Roanoke Times Copyright (c) 1995, Landmark Communications, Inc. DATE: FRIDAY, April 13, 1990 TAG: 9004130073 SECTION: NATIONAL/INTERNATIONAL PAGE: A4 EDITION: METRO SOURCE: The New York Times DATELINE: LENGTH: Medium
Researchers found that when obese people lost weight, they started overproducing an enzyme that makes it easier to get fat again. The enzyme helps plump up fat cells that were deflated by dieting, allowing fat to be stored once again in body tissues.
The effect of these high enzyme levels is to make weight gain far easier for the formerly obese than it is for people who were never fat to begin with, the researchers say.
And the fatter the person was to begin with, the more of the fat-regaining enzyme they produced once when they were thin.
The study, of nine extremely obese people by Dr. Philip Kern of Cedars Sinai Medical Center in Los Angeles and his colleagues, was published Thursday in The New England Journal of Medicine.
It could eventually be possible to "figure out how to block the brain from telling fat cells to increase their enzyme activity," said Dr. John D. Brunzell, a professor of medicine at the University of Washington in Seattle, who also has studied the fat-depositing enzyme.
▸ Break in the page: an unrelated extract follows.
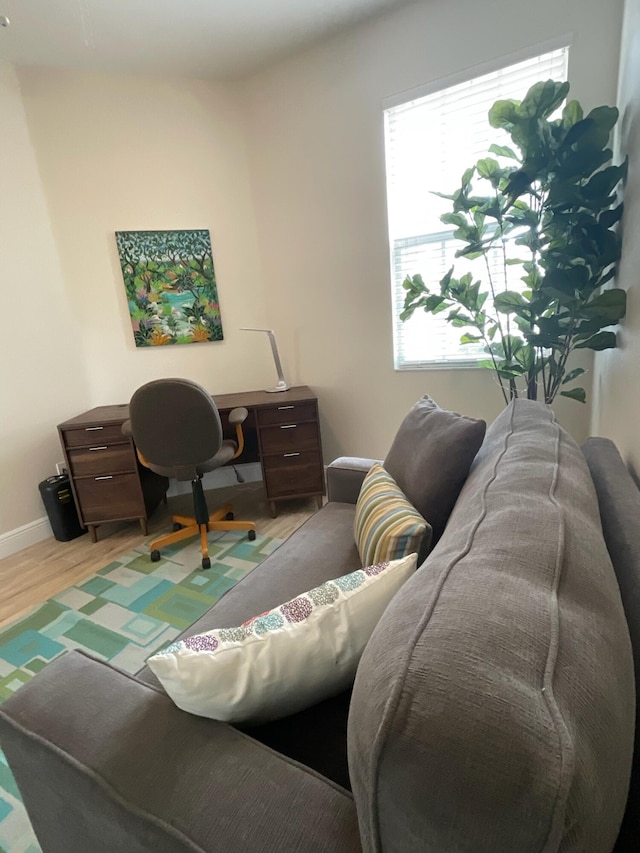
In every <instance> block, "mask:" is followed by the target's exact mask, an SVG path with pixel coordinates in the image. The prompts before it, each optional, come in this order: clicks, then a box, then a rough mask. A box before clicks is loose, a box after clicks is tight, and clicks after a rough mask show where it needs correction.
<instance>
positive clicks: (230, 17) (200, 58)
mask: <svg viewBox="0 0 640 853" xmlns="http://www.w3.org/2000/svg"><path fill="white" fill-rule="evenodd" d="M406 2H407V0H0V15H4V16H6V17H7V18H9V20H10V25H9V26H8V27H0V61H8V62H11V63H13V64H15V65H44V66H54V67H59V68H74V69H83V70H98V71H120V72H128V73H142V74H162V75H169V76H173V75H178V76H189V77H204V78H209V79H214V80H229V79H234V78H241V77H244V76H247V75H249V74H251V73H253V72H254V71H256V70H258V69H259V68H261V67H263V66H265V65H267V64H268V63H270V62H272V61H275V60H277V59H278V58H280V57H282V56H285V55H287V54H291V53H294V52H296V51H297V50H299V49H301V48H303V47H306V46H308V45H311V44H313V43H314V42H316V41H318V40H320V39H322V38H323V37H326V36H328V35H331V34H333V33H335V32H337V31H338V30H340V29H344V28H345V27H349V26H351V25H353V24H356V23H358V22H360V21H363V20H365V19H366V18H369V17H372V16H373V15H375V14H377V13H380V12H382V11H384V10H386V9H390V8H393V7H396V6H401V5H404V4H406Z"/></svg>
In his study, Kern followed the nine people, who dieted, lost an average of about 90 pounds and kept the weight off for three months.
The researchers measured levels of the fat-depositing enzyme, lipoprotein lipase, before the people started their diets and after they had been at their new low weights for three months.
The researchers found that the enzyme levels were consistently higher when the people were thin than when they were fat. Also the fatter the people were to start with, the higher their lipoprotein lipase levels were after they had reduced.
One way of explaining this is to consider the idea of a set point, said Dr. Kelly Brownell, who is a director of the obesity research clinic at the University of Pennsylvania School of Medicine. A set point is the weight that a person, for unknown reasons, seems to gravitate toward.
"If you believe in set points, it's not hard to imagine that the body would defend itself against weight loss," he said.